The circumstances do not justify the exercise of any inherent judicial authority. The performance of essential court functions is not impaired, nor is there any threat to the maintenance of the court's authority, in adhering to the statutory direction that judges sentencing State prisoners

Page 636

order them to be committed to State correctional facilities. After such an order is entered, the place of actual confinement is a matter for the executive branch, subject to the conditions imposed by the Legislature. This conclusion follows from our analysis of the inherent, constitutional power of the courts in Commonwealth v. Jackson, 369 Mass. 904 , 921-922 (1976), where our opinions on this subject are collected and discussed. [Note 6] The fundamental point is that the inherent powers of the courts are those whose exercise is essential to the function of the judicial department, to the maintenance of its authority, or to its capacity to decide cases. Opinion of the Justices, 279 Mass. 607 , 613 (1932). Blankenburg v. Commonwealth, 260 Mass. 369 , 373 (1927). Statutory directions concerning the place where a particular criminal defendant is to serve his sentence involve no legislative encroachment on the court's constitutional authority. [Note 7]

In the circumstances presented by the stipulated facts, we answer the reported question in the negative.

So ordered.


FOOTNOTES

[Note 1] The County Commissioners of Middlesex.

[Note 2] The other defendants are the Treasurer of the Commonwealth, the Chief Administrative Justice of the Trial Court, and the Chief Justices of the Superior Court Department, the District Court Department, and the Boston Municipal Court Department. The judicial defendants have taken no position on the reported question. The Attorney General has filed a brief in this court only on behalf of the Commissioner of Correction.

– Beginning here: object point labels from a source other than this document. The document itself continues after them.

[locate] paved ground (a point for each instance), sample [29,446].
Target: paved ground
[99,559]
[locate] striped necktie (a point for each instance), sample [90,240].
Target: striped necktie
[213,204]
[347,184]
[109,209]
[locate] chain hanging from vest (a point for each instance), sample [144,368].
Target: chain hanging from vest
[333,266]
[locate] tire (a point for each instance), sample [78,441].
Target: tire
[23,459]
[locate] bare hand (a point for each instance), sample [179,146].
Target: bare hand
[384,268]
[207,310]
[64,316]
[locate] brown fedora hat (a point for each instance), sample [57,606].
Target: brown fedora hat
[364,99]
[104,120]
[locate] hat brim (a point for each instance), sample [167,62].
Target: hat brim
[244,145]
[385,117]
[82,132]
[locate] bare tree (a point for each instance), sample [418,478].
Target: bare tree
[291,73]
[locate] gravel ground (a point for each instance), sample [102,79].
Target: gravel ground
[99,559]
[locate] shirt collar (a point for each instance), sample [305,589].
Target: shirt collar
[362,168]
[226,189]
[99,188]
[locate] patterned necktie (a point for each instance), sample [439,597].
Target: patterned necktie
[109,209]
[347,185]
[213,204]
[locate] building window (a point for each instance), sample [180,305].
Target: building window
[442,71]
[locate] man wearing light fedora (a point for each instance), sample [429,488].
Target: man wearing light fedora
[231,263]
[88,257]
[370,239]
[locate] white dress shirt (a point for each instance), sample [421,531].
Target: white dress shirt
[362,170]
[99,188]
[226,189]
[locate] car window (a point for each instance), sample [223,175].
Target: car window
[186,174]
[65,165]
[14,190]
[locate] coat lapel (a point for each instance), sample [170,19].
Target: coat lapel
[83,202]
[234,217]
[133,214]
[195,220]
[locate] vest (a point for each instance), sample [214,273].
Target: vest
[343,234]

[Note 3] The reported question is:

"Does a Justice of the Superior Court, having sentenced a criminal defendant to confinement at Massachusetts Correctional Institution, Concord, or Massachusetts Correctional Institution, Walpole, for a term of more than two and one-half years, have the authority, in the absence of the approval of the sheriff, to order that defendant be held in the custody of the sheriff at the Middlesex County Jail and House of Correction at Billerica when no space is available at any state correctional facility?"

[Note 4] A single justice of this court has special authority under Mass. R. Civ. P. 64, 365 Mass. 831 (1974), to "reserve any question of law for consideration by the full court" and to "report so much of the case as is necessary for understanding the question reserved."

[Note 5] As of January 27, 1981, the Massachusetts Correctional Institution at Walpole had a rated capacity for 518 inmates and occupancy of 681 inmates. The Massachusetts Correctional Institution at Concord had a rated capacity of 245 inmates and occupancy of 439 inmates. On the same date, Statewide, county correctional facilities were 11% (278 inmates) over capacity.

[Note 6] For subsequent opinions discussing the inherent power of courts, see New Bedford Standard-Times Publishing Co. v. Clerk of the Third Dist. Court of Bristol, 377 Mass. 404 , 410-412 (1979) (statute limiting public access to alphabetical card index of criminal defendants does not involve the internal functioning of the judicial branch); Police Comm'r of Boston v. Municipal Court of the Dorchester Dist., 374 Mass. 640 , 664 (1978) (Juvenile Court judge has jurisdiction to order that certain police records concerning a juvenile be expunged in particular circumstances).

[Note 7] It has long been the practice to recognize that a sentence that departs from the sentence prescribed by the Legislature should be corrected on challenge by the prisoner. See Commonwealth v. Longval, 378 Mass. 246 , 252 (1979); Commonwealth v. Hayes, 372 Mass. 505 , 507-508 (1977); Commonwealth v. Conroy, 333 Mass. 751 , 756 (1956); Sennott's Case, 146 Mass. 489 , 493 (1888); Feeley's Case, 12 Cush. 598 , 599 (1853).